|(Thank you to the publisher and TLC Book Tours for providing me with a copy of this book!)|
The daughter of Greek immigrants, Daphne aspires to the American dream yet feels as if she's been sleepwalking through life. Caught between her family's old-world traditions and the demands of a modern career, she cannot seem to find her place.
Only her beloved grandmother on Erikousa, a magical island off the coast of Greece, knows her heart. Daphne's fondest memories are of times spent in the kitchen with Yia-yia, cooking and learning about the ancient myths. It was the thought of Yia-yia that consoled Daphne in the wake of her husband's unexpected death.
After years of struggling to raise her child and pay the bills, Daphne now has a successful restaurant, a growing reputation as a chef, and a wealthy fiance - everything she's ever wanted. But across the ocean, Yia-yia can see through the storybook perfect of Daphne's new life, and now she is calling her back to Erikousa. She has secrets about the past to share with her granddaughter - stories from the war, of loyalty and bravery in the face of death. She also has one last lesson to teach her: that security is not love, and that her life can be filled with meaning again.
I've never been to Greece, but after reading this book I feel as I've been there now. There are vivid descriptions of a country so beautiful, it makes me want to book a flight there TODAY!! Luckily, I have a Greek friend who resides in Athens (we were flatmates in grad school) and she's invited me a number of times to come visit - after reading this book, I just may have to take her up on her offer.
When The Cypress Whispers is the story of a woman struggling to figure out what it is she truly wants from life. On the surface, Daphne's life is picture perfect, but once you dig a little deeper you begin to realize that this woman's life is a lot messier than you would have thought. So, when she gets lured to visit her grandmother and a country she loves, Daphne can't help but return to a life she left behind. This time round she has a daughter to accompany her and to teach all of their family and cultural traditions to.

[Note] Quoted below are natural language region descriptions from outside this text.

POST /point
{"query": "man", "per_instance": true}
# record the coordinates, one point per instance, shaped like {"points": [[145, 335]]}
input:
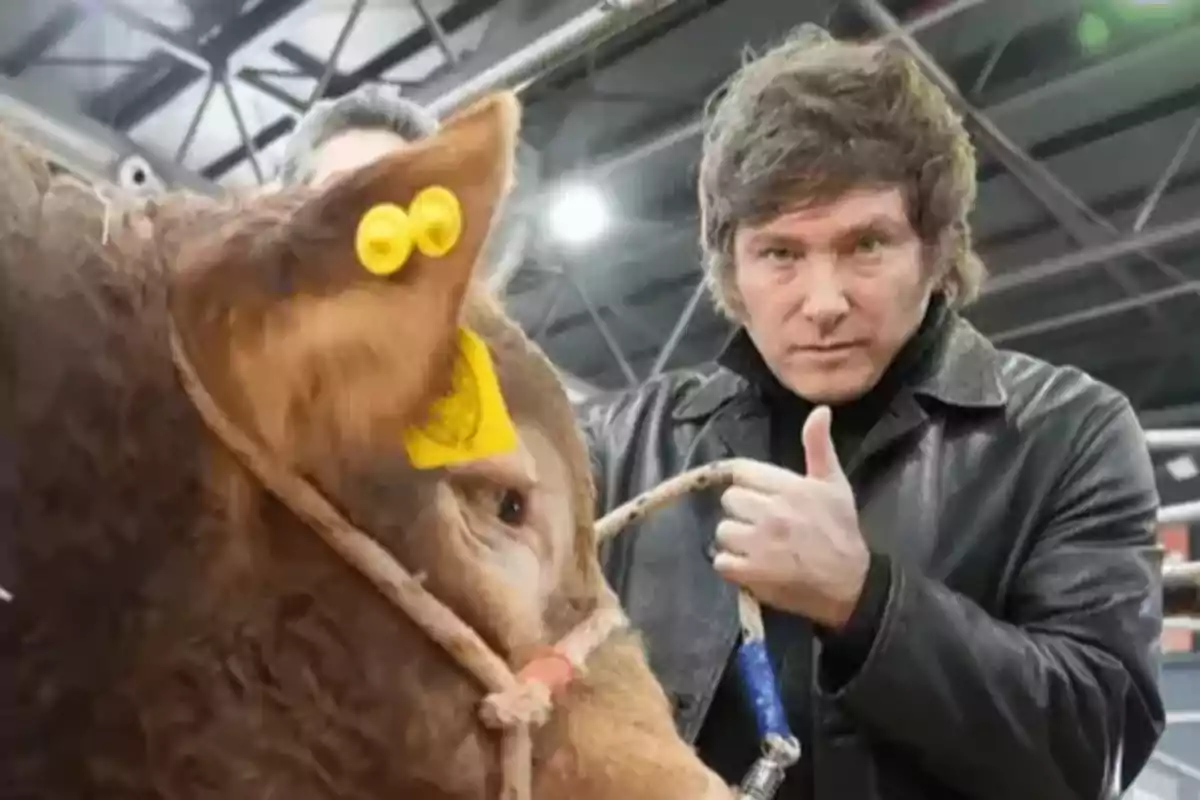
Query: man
{"points": [[351, 131], [957, 564]]}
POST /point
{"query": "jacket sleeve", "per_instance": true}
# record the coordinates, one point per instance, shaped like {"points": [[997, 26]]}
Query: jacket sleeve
{"points": [[1061, 699]]}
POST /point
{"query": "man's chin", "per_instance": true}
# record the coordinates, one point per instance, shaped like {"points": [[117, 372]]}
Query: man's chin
{"points": [[832, 390]]}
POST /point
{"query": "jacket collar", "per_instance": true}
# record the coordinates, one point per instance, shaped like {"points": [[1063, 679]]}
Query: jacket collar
{"points": [[964, 374]]}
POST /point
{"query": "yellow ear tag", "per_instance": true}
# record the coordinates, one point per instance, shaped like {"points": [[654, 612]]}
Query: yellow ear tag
{"points": [[472, 421], [384, 239], [437, 221]]}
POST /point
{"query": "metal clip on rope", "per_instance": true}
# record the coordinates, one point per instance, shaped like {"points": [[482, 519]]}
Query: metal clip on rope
{"points": [[780, 747]]}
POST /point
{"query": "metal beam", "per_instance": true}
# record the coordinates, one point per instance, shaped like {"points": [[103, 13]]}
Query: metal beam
{"points": [[689, 130], [81, 143], [166, 76], [1096, 256], [456, 17], [565, 42], [1080, 221]]}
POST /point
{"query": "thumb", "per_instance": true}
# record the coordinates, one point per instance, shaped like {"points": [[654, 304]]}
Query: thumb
{"points": [[820, 456]]}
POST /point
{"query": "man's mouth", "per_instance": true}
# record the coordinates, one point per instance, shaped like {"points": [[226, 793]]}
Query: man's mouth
{"points": [[831, 348]]}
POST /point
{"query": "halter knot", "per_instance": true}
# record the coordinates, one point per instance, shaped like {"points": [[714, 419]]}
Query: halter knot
{"points": [[532, 701]]}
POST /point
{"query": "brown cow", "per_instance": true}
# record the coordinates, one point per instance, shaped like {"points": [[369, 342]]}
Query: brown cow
{"points": [[175, 631]]}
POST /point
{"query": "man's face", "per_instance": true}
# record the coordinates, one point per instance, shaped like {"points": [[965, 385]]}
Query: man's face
{"points": [[833, 292], [353, 149]]}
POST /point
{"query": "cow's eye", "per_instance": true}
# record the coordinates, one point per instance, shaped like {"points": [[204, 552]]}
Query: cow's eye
{"points": [[513, 507]]}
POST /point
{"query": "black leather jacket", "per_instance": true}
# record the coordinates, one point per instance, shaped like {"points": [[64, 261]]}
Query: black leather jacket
{"points": [[1018, 655]]}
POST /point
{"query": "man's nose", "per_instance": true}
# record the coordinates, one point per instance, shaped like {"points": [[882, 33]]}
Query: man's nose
{"points": [[825, 301]]}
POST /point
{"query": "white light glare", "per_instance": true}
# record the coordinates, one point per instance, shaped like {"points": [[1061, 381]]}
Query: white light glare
{"points": [[579, 215]]}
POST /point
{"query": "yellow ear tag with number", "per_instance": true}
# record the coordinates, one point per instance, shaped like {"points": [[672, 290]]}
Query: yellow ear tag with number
{"points": [[471, 422], [437, 221], [384, 239]]}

The story is fairly predictable, which makes it rather unexciting to read at times. I found the characters to be a bit stereotypical in their actions and wasn't really rooting for any of them. The only highlights of the book were the descriptions of the island and the food. It was kind of interesting the way that Corporon attempted to insert myths and legends into the storyline, but in the end it really didn't seem to elevate it much. Overall, this book did make me appreciate the obvious love for Greece that the author has, but that's pretty much it.